Hari Lahir Asep Sunandar Sunarya ke 61 Di Google Doodle

Hari Lahir Asep Sunandar Sunarya ke 61 Di Google Doodle
Dan Inilah Biografi ki dalang Asep Sunandar Sunarya
Nama asli dari ki dalang adalah Asep Sunandar Sunarya yang lahir pada 3 September 1955 adalah seorang putra ke-7 dari 13 bersaudara putera-puteri ayahanda sang dalang legendaris yakni Abah Sunarya dan istrinya bernama Ibu Cucun Jubaedah. 

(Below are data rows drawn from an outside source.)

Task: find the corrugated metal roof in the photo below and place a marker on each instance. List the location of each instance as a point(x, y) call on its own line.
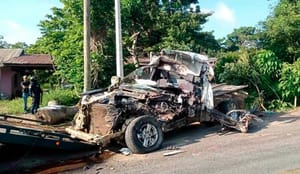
point(34, 59)
point(6, 54)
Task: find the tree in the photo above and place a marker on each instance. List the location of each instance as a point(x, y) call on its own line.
point(146, 26)
point(243, 37)
point(21, 45)
point(3, 43)
point(281, 30)
point(290, 81)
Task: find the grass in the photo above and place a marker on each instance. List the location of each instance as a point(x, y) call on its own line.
point(63, 97)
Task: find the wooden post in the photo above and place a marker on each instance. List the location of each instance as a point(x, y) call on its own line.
point(86, 46)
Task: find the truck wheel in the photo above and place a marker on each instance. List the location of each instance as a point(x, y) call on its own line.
point(143, 135)
point(227, 106)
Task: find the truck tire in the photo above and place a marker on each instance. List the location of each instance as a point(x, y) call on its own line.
point(227, 106)
point(143, 135)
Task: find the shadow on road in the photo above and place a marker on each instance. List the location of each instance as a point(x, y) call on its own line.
point(194, 133)
point(25, 159)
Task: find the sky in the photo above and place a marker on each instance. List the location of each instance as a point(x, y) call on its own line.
point(19, 19)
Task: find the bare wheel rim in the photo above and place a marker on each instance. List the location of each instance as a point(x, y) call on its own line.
point(148, 135)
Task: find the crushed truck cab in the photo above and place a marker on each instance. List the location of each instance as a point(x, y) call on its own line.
point(173, 91)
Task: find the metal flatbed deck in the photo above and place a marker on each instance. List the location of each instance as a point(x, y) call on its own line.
point(22, 131)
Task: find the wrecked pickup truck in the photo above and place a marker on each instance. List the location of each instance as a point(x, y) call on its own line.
point(173, 91)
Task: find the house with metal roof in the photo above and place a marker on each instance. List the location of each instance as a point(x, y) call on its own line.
point(14, 63)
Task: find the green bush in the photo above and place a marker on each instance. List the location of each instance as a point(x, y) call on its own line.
point(66, 97)
point(62, 96)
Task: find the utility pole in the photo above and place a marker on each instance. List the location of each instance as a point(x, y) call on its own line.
point(119, 53)
point(86, 45)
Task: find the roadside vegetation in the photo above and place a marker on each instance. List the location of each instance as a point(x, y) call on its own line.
point(66, 97)
point(265, 57)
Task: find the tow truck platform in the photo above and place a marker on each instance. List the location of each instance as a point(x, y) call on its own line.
point(30, 132)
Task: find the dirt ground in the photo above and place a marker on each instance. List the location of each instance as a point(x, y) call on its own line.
point(269, 147)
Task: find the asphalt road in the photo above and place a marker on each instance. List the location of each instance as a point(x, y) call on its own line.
point(270, 147)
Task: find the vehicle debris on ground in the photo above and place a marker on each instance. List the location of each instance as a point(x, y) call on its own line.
point(173, 91)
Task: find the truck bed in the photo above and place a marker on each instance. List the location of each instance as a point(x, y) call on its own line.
point(22, 131)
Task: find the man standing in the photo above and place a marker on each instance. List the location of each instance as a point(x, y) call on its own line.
point(25, 91)
point(36, 92)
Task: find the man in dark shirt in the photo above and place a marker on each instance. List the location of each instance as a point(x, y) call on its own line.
point(25, 91)
point(36, 92)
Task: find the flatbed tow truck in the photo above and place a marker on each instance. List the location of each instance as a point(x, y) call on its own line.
point(30, 132)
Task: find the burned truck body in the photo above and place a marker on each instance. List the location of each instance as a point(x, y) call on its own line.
point(173, 91)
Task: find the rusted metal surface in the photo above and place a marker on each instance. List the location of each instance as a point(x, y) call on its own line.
point(174, 88)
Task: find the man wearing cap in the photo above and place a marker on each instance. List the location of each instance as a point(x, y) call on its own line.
point(36, 92)
point(25, 91)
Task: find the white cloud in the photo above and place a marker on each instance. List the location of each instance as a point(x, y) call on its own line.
point(224, 14)
point(14, 32)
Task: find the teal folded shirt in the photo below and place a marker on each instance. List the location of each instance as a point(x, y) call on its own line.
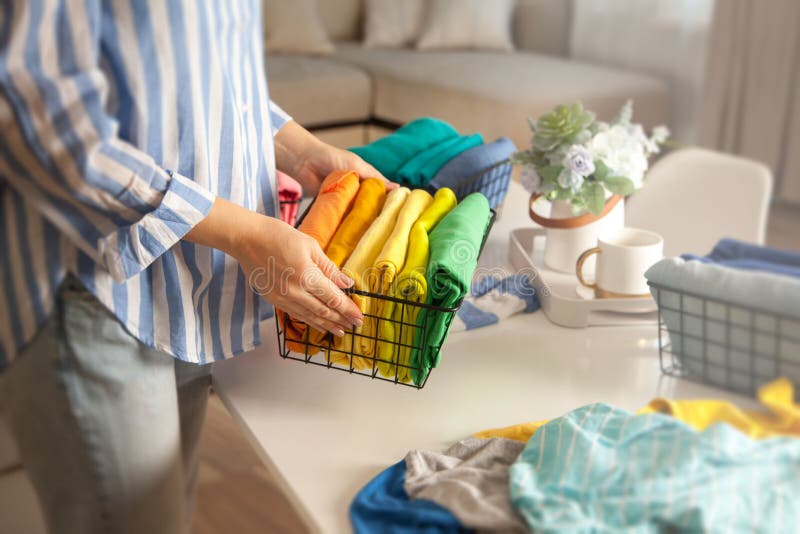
point(390, 153)
point(421, 169)
point(603, 469)
point(455, 245)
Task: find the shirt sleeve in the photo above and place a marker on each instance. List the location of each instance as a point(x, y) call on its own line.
point(278, 117)
point(60, 148)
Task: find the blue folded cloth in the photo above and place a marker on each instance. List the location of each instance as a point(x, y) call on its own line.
point(383, 506)
point(493, 299)
point(741, 255)
point(729, 325)
point(460, 172)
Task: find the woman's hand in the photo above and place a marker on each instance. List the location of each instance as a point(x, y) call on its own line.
point(286, 267)
point(302, 156)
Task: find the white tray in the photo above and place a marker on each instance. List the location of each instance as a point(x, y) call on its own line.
point(560, 293)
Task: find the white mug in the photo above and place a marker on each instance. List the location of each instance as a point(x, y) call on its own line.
point(623, 256)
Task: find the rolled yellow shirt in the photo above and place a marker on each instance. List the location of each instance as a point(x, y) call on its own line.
point(411, 285)
point(359, 267)
point(389, 263)
point(365, 209)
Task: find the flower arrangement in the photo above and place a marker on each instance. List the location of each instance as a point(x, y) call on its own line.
point(581, 160)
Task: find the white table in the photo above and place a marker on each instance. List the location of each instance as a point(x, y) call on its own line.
point(324, 434)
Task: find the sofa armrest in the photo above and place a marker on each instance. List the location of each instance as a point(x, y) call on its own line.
point(543, 26)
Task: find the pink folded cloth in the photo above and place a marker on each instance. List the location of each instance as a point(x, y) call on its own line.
point(289, 194)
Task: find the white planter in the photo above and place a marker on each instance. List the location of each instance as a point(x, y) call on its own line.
point(563, 246)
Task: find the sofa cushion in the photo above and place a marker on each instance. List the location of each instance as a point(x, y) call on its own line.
point(317, 91)
point(494, 93)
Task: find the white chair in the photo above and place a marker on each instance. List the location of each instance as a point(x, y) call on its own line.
point(693, 197)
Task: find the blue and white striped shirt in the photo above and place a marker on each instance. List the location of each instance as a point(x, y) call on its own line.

Abah Sunarya adalah yang mempunyai sekaligus pendiri pertama Perkumpulan Seni Wayang Golek Giri Harja. Selain ki dalang Asep Sunandar Sunarya, anak dari Abah Sunarya lainnya yang memang berprofesi sama sebagai dalang adalah Ade Kosasih Sunarya, Iden Subasrana Sunarya, Ugan Sunagar Sunarya, Agus Muharam dan Imik Sunarya.

Berikut ini adalah ke-13 anak abah Sunarya.

1. Suherman Sunarya
2. Ade Kosasih Sunarya
3.Miktarsih Sunarya
4. Otah Saodah Sunarya
5. Ilis Sunarya
6. Nanih Sunarya
7. Asep Sunandar Sunarya (Sukana)
8.Imas Sunarya
9. Iden Subrasana Sunarya
10. Nunuk Sunarya
11. Permanik Sunarya
12. Ugan Sunagar Sunarya
13. Agus Sunarya


Berikut ini adalah profil dari ki asep sunandar sunarya.


Alamat Giri Harja RT 01/01 Kel. Jelekong Kec. Baleendah Kab. Bandung

1962 – 1968 : =SD Cangkring
1968 – 1971 = SMP Pasigaran
1975 – sekarang= dalam kurun waktu setahun minimal mengadakan 120 kali pertunjukan, malah dari 1976 sampai 1987 pernah mengisi pertunjukan wayang golek selama 6 bulan berturut-turut.
1978 : Juara Pinilih I Binojakrama se-Jawa Barat.
1982 : Juara Pinilih I Binojakrama se-Jawa Barat.
1984 – 2001: Mendirikan Yayasan Pedalangan Giri Harja.
1985 : Juara Umum Binojakrama se-Jawa Barat.
1989 : Mengadakan muhibah ke Amerika dalam rangka pementasan wayang golek.
1992 : Mengikuti Festival Wayang (Teater Boneka) di Perancis.
1993 : Menjadi Dosen Kehormatan di Institut International de La Marionnette di Charleville Perancis.
1994 : Keliling Eropa dalam rangka pementasan wayang golek.
1994 – 2004 : Mengisi program acara “Asep Show” di Televisi Pendidikan Indonesia (TPI) setiap bulan Ramadhan.
2001 : Muhibah ka Inggris dalam rangka pementasan wayang golek di 12 kota bersama Asian Music Circuit (AMC).
2005 : Mengisi program acara Pementasan Wayang Golek setiap malam Minggu di Televisi Pendidikan Indonesia (TPI) sebanyak 36 episode.

dalam setiap shownya atau melaksanakan tugasnya sebagai dalang selalu banyak oran yang rela datang dari jauh anya untuk menyaksikan pertunjukan wayang goleknya, semua akan bersorak soray ketika tokoh dalam wayangnya yaitu si cepot keluar dan memberikan beberapa aksi di dalam ceritanya. maka tidak heran jika pada saat ini pertnjukan wayang yang memang menjadi jati diri orang sunda tidak pernah hilang dan akan selalu melekat. meskipun kini ki Asep sunandar sunarya sudah di ambil oleh yang maha kuasa , semoga saja kegiatan wayang golek terus berlanjut dengan adanya generasi generasi baru dalam dunia perwayangan ini.